KOCHI: In a significant development, the Kerala high court made it clear that a Maoist cannot be taken into police custody just because of his political leanings. Justice A M Muhammed Mushtaq, in his order on Friday, said that a Maoist can be arrested and put behind bars only if he or she indulges in unlawful or anti-national activities. “Being a Maoist is no crime, though the political ideology of Maoists would not synchronise with our constitutional polity. It is a basic human right to think in terms of human aspirations,” Justice Mushtaq said in his order.The court was hearing a petition filed by Shyam Balakrishnan of Wayanad stating that he was arrested and harassed by the Thunderbolt team — a special police unit – for alleged Maoist links. The court ordered a compensation of Rs one lakh for the petitioner and also asked to state to pay litigation costs of Rs 10, 000.
The court said that the state police had violated the liberty of the petitioner by taking him into custody without verifying whether the petitioner had been involved in any offence. The order cited various Supreme Court precedents on the matter. In State Of Kerala vs Raneef, the SC observed, “In the present case there is no evidence as yet to prove that the PFI (Popular Front of India) is a terrorist organization, and hence the respondent cannot be penalized merely for belonging to the PFI. Moreover, even assuming that the PFI is an illegal organization, we have yet to consider whether all members of the organization can be automatically held to be guilty.

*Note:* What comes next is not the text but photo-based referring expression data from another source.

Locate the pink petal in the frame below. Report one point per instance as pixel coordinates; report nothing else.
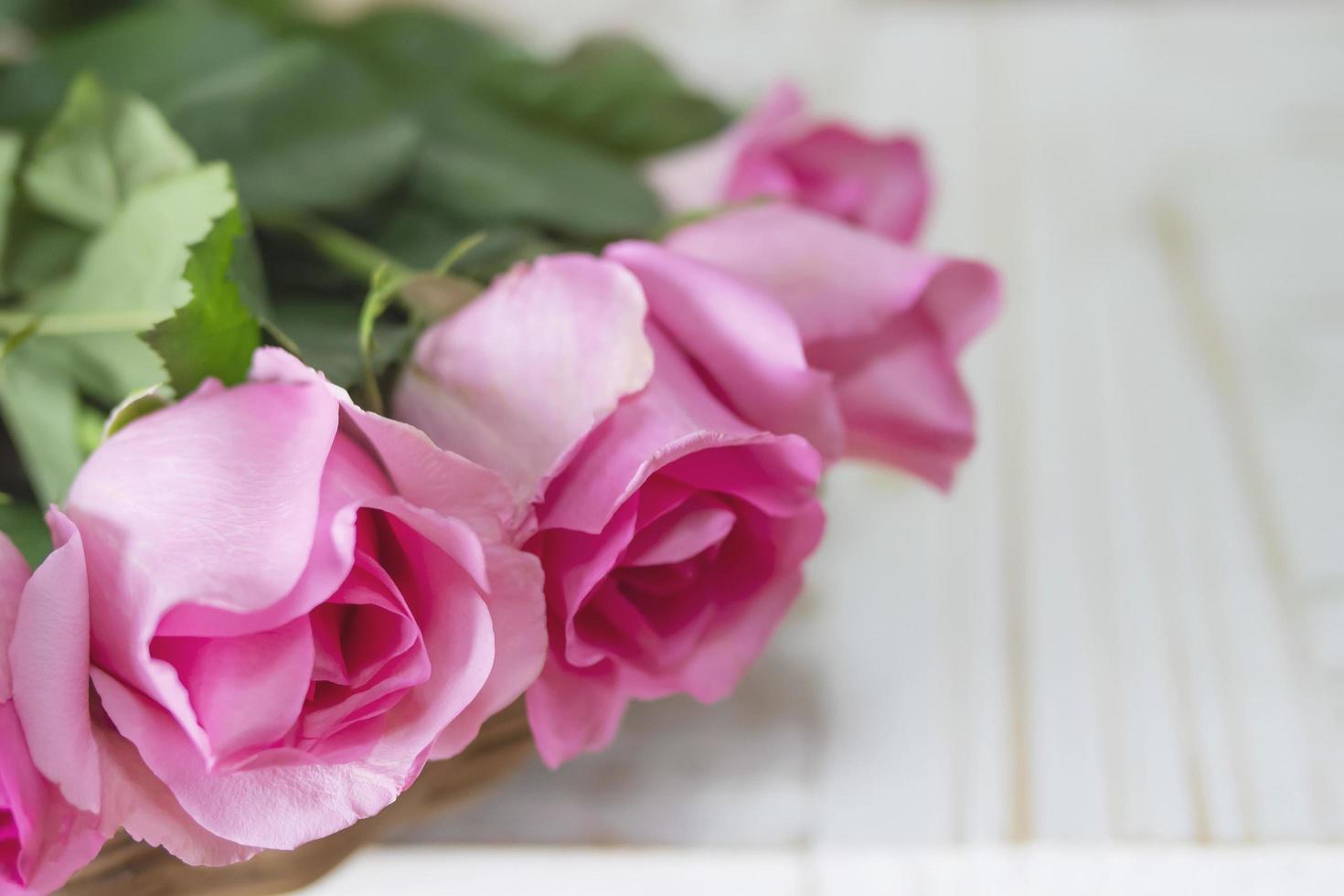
(837, 281)
(211, 503)
(674, 417)
(743, 340)
(421, 472)
(680, 536)
(574, 710)
(14, 575)
(228, 678)
(50, 667)
(136, 799)
(54, 838)
(519, 377)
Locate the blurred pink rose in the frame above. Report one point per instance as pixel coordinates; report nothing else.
(884, 320)
(778, 152)
(43, 840)
(289, 603)
(669, 527)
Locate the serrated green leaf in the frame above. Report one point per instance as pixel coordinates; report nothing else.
(214, 335)
(128, 280)
(27, 529)
(101, 148)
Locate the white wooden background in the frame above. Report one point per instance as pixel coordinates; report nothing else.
(1126, 626)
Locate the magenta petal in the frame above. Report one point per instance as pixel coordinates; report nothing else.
(519, 377)
(674, 417)
(229, 678)
(680, 536)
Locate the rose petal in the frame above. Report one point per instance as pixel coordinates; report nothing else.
(574, 710)
(475, 383)
(749, 346)
(48, 661)
(14, 575)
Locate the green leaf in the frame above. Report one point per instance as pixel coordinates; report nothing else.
(214, 335)
(611, 91)
(11, 146)
(26, 528)
(101, 148)
(303, 126)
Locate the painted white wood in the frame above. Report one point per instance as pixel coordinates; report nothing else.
(1128, 621)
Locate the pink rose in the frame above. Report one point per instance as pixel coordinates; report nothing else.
(886, 321)
(285, 606)
(671, 528)
(778, 152)
(43, 840)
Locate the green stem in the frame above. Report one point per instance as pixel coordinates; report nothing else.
(343, 249)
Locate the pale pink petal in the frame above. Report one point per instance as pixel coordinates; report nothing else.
(878, 185)
(48, 660)
(420, 470)
(743, 340)
(56, 840)
(211, 503)
(675, 415)
(517, 378)
(517, 615)
(679, 536)
(136, 799)
(14, 575)
(574, 710)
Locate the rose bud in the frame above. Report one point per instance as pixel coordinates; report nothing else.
(778, 152)
(288, 606)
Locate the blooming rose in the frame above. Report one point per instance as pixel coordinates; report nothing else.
(778, 152)
(671, 528)
(285, 606)
(43, 840)
(886, 321)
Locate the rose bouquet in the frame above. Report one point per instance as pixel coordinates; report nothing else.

Balakrishnan, incidentally the son a former HC judge, had submitted that the police took him into custody and conducted an illegal search in his house. He termed the police action as infringement of fundamental rights and sought a directive to the state government to initiate disciplinary action against the DySP of Mananthavadi and sub-inspector of Vellamunda police station.However, the court declined to issue such a directive. “If the individual or organisation abhors and resorts to physical violence, law agency can prevent or take action against individuals or organisations,” the order said. The court added that the petitioner could approach the police complaint authority for action against the cops.
In its submission, the state government said that it had taken steps to prevent illegal activities of the Maoist group who were active in the forest area within Vellamunda police station limits.
Welcoming the order, human rights activists Jaison C Cooper and Thushar Nirmal Sarathy, who were arrested under Unlawful Activities (Prevention) Act (UAPA) and were in jail for 47 days, said that it will help raise awareness among citizens on human rights. “However, there have been several judgments by the Supreme Court and high courts on these lines, yet the violations have continued. Ideally, in this case, the compensation should have been collected from the police personnel who violated the law rather than from the public exchequer,” Jaison warned.
Thushar said that the police force in the country and the state have been indulging in human rights violations in the name of such links. “While there is no cause for rejoicing, we can always hope for something better.”
Noted activist and president of Anweshi, K Ajitha also welcomed the order, and said that just because a person finds a political ideology interesting or agrees with certain principles of Maoist ideology, he or she cannot be termed a criminal. “There are a lot of people in society who might agree with the stand taken by the Naxals or Maoists as they might find that it was done for the weaker sections or for the larger good,” she said.